Shanghai Disney Resort abruptly shut its doors Monday as Chinese authorities imposed a snap lockdown, trapping guests who are not permitted to leave until they test negative for COVID-19.
China is the last major economy wedded to a zero-COVID policy, with authorities brandishing snap lockdowns, mass testing and lengthy quarantines in an effort to stamp out emerging outbreaks.
But new variants have tested local officials’ ability to snuff out flare-ups faster than they can spread, causing much of the country to live under an ever-changing mosaic of COVID curbs.
Visitors to Shanghai Disney Resort are not allowed to leave “until on-site testing returns a negative result”, the city government said in an online notice on Monday.

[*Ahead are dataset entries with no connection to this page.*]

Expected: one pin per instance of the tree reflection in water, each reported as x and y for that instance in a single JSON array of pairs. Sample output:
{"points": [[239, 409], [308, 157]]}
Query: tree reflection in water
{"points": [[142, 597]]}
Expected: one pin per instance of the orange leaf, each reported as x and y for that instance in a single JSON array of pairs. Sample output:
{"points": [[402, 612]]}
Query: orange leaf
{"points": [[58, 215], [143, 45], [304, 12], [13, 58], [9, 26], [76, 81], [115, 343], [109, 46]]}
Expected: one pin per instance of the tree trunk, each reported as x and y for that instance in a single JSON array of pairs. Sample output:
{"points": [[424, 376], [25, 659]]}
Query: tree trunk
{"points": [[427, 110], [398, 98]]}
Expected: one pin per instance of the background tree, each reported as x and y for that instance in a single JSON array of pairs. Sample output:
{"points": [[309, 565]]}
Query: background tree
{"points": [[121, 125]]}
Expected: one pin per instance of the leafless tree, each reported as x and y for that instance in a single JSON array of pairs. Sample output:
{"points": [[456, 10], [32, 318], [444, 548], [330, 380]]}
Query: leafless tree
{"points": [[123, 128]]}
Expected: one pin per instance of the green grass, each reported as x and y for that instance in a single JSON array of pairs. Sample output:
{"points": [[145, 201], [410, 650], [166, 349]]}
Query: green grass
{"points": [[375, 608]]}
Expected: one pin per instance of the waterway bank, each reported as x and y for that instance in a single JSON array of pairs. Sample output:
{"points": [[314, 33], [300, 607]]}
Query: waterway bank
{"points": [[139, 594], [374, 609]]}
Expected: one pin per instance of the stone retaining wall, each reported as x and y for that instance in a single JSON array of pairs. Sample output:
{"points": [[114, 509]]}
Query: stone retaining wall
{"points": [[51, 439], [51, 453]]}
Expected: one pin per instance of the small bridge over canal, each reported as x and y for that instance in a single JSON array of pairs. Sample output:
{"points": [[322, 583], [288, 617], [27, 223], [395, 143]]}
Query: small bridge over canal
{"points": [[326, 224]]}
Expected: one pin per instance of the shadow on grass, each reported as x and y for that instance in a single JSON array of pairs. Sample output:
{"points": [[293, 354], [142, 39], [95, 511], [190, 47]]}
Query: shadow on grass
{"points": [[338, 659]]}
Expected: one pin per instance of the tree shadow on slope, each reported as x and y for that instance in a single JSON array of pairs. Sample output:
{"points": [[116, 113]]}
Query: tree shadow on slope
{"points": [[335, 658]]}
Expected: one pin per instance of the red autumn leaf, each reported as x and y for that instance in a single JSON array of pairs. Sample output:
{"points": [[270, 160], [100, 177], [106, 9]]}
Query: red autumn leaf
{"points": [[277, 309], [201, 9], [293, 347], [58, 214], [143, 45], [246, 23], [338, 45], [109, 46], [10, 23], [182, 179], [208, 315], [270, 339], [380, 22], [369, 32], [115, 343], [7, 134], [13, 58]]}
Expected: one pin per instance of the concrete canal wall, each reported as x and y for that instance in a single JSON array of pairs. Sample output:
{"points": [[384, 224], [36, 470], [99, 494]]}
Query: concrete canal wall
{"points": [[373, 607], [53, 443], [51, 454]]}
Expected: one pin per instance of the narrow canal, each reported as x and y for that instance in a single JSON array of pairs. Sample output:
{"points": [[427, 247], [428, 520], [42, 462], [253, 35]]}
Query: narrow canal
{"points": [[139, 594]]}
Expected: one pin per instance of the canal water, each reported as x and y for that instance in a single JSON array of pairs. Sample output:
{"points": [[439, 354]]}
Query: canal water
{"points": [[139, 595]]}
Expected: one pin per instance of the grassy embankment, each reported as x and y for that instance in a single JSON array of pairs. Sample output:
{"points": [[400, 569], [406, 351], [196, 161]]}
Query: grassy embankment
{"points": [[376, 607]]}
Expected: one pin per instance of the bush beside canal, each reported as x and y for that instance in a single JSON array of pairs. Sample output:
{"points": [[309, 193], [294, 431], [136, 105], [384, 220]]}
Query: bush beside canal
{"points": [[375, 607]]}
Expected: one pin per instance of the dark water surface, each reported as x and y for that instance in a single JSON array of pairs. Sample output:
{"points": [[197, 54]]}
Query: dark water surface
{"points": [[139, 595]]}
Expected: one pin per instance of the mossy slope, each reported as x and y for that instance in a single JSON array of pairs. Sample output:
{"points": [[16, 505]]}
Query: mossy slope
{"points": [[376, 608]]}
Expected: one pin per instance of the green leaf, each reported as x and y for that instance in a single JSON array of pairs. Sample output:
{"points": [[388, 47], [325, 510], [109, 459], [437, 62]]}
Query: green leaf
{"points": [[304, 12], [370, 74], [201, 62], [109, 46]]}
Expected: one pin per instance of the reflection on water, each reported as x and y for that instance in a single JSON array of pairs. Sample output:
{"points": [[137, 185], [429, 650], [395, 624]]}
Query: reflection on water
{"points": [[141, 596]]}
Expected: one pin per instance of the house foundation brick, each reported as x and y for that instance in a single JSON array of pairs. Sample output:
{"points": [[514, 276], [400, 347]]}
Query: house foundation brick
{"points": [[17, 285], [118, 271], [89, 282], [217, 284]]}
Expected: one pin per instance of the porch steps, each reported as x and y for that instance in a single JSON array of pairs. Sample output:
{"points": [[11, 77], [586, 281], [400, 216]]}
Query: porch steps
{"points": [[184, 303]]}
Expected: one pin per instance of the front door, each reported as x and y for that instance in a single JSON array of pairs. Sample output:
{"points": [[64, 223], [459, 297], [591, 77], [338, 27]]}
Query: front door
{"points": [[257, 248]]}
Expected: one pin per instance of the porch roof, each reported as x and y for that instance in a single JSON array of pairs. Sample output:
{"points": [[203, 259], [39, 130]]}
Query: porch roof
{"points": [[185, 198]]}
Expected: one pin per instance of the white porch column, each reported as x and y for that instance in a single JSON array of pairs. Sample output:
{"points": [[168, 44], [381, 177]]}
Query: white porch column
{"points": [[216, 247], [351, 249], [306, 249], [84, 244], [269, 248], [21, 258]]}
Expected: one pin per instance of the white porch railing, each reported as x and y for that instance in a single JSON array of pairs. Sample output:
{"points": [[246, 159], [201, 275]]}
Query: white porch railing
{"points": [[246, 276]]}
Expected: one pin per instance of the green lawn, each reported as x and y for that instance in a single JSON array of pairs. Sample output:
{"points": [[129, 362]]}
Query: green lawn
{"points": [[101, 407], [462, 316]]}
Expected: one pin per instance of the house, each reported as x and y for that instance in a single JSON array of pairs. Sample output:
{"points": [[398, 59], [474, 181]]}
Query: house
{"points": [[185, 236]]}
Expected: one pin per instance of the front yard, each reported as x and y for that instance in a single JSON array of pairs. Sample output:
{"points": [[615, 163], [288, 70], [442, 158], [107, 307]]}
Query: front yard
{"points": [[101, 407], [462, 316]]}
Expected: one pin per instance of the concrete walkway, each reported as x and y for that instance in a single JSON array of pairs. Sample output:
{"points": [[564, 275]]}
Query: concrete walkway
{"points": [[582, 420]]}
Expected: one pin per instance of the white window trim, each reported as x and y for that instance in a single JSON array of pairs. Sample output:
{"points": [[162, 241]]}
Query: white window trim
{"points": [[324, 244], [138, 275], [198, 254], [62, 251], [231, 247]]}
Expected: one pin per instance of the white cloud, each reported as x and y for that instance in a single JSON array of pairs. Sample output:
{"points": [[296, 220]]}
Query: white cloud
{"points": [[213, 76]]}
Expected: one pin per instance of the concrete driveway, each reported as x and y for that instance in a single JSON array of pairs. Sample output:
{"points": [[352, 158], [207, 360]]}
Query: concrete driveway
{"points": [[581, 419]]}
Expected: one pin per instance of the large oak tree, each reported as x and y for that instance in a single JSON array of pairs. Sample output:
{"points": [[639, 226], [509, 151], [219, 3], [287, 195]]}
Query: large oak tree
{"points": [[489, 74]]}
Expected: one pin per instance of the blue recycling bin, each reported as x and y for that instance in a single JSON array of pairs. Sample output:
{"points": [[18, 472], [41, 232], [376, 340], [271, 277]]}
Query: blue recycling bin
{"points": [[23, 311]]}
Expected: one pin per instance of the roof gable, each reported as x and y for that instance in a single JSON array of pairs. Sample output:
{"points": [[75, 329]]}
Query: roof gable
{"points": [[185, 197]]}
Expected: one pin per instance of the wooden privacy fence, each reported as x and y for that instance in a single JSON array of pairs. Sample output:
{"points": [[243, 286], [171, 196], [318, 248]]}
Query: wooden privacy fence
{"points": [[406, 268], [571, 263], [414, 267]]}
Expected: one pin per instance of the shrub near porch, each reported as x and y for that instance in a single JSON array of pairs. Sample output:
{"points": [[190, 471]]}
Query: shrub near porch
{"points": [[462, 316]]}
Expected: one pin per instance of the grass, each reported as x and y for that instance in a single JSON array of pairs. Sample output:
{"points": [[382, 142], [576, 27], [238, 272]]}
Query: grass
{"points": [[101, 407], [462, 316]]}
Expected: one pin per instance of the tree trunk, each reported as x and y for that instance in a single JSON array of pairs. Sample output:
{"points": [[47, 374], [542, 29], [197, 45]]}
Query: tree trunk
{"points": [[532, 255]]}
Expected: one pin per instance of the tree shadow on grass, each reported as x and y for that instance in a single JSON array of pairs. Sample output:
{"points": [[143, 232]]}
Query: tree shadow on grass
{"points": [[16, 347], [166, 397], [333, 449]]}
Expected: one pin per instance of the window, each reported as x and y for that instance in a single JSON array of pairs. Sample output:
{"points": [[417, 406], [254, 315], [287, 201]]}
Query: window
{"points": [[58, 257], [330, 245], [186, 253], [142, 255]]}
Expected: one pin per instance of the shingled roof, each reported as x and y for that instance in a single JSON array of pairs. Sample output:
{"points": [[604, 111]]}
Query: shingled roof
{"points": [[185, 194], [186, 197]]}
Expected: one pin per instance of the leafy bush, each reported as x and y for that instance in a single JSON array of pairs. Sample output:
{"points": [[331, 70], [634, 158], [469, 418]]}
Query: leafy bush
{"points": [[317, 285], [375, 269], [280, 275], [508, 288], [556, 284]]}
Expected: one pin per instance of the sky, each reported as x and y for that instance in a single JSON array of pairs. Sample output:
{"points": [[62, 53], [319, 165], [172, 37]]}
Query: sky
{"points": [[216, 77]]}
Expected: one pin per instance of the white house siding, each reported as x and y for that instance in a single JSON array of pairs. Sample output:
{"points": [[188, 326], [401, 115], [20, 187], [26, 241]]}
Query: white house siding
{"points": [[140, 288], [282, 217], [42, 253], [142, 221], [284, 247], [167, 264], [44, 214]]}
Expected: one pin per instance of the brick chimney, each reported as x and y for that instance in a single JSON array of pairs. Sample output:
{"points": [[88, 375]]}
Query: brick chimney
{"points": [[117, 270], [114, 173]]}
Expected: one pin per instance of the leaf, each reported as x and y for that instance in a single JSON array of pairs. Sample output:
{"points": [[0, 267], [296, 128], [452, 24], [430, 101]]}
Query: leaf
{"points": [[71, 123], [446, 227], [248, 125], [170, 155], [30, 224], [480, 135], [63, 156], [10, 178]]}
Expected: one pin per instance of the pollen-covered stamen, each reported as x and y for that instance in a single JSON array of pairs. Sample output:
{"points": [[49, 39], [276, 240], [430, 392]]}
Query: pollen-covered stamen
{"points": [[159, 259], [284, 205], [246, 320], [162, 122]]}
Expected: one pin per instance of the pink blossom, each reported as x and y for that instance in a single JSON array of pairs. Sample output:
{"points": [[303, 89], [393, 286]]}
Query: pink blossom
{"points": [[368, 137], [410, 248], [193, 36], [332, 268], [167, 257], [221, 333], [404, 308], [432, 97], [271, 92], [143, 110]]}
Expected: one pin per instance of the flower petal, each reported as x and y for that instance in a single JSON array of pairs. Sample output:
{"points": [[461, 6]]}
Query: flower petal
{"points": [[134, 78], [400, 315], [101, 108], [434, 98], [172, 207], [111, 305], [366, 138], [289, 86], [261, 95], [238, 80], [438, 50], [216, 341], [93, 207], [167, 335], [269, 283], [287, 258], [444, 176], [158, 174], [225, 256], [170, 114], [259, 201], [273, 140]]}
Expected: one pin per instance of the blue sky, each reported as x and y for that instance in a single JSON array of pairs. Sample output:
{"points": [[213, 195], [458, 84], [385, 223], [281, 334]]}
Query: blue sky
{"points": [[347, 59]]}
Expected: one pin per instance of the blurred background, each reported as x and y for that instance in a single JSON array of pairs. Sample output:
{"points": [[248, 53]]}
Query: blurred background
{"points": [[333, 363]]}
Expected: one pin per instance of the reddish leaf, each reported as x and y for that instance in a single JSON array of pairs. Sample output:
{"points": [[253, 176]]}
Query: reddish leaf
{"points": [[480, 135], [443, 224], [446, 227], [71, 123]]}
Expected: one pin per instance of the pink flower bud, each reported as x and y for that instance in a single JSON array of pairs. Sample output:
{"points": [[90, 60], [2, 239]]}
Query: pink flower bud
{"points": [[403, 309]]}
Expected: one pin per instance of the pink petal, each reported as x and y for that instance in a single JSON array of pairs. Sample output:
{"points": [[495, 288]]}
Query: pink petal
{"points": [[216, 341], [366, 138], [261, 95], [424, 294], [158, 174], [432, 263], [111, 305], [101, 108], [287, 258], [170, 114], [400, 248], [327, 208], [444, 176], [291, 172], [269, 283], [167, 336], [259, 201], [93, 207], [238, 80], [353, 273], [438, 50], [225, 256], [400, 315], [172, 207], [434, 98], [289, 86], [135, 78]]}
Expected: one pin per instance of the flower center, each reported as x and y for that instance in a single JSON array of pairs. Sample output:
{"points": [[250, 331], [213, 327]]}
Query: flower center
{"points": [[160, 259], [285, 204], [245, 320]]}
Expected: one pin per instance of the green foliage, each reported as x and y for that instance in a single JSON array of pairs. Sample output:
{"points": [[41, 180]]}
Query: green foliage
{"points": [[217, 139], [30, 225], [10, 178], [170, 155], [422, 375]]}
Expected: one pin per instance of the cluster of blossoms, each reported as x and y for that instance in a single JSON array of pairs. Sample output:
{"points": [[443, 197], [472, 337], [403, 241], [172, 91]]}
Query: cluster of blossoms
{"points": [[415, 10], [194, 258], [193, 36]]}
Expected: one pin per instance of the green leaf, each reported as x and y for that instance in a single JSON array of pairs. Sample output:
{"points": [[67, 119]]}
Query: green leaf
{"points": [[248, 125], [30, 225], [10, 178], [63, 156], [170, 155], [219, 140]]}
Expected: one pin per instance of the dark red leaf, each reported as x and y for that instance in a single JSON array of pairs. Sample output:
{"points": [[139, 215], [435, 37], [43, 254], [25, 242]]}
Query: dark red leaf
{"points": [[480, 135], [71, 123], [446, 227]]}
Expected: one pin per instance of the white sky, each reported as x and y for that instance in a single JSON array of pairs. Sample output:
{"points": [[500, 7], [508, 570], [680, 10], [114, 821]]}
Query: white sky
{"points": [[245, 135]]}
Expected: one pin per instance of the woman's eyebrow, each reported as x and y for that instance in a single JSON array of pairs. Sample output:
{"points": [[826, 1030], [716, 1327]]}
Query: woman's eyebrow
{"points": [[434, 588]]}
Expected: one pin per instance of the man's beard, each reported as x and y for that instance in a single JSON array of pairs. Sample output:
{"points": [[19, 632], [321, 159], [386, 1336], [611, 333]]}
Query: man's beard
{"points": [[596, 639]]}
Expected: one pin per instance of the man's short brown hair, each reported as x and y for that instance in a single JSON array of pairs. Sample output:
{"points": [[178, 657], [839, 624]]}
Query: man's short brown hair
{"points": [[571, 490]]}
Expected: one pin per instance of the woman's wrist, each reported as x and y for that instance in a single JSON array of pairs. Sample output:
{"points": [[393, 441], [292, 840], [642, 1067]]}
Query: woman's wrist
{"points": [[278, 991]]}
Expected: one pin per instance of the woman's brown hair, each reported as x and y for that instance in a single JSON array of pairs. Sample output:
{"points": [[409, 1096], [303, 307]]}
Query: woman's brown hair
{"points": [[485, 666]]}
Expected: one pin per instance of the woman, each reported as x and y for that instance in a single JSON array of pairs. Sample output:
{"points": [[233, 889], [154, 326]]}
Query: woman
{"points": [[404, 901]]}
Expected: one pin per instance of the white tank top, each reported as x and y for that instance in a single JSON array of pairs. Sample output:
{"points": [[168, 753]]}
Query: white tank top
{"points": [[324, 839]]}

It added that those who had visited the park since Thursday must obtain three negative COVID tests over three successive days and “avoid participating in group activities”.
The announcement came after Disney said it was “temporarily closing with immediate effect… in accordance with disease control requirements”.
The sprawling 390-hectare (960 acres) theme park and resort includes Shanghai Disneyland, Disneytown and Wishing Star Park. The resort had previously said that it was operating at reduced capacity due to COVID restrictions.
“We will notify guests as soon as we have a confirmed date to resume operations,” Disney said.
China reported 2,699 local COVID infections on Monday, including 10 asymptomatic cases in Shanghai, according to the National Health Commission.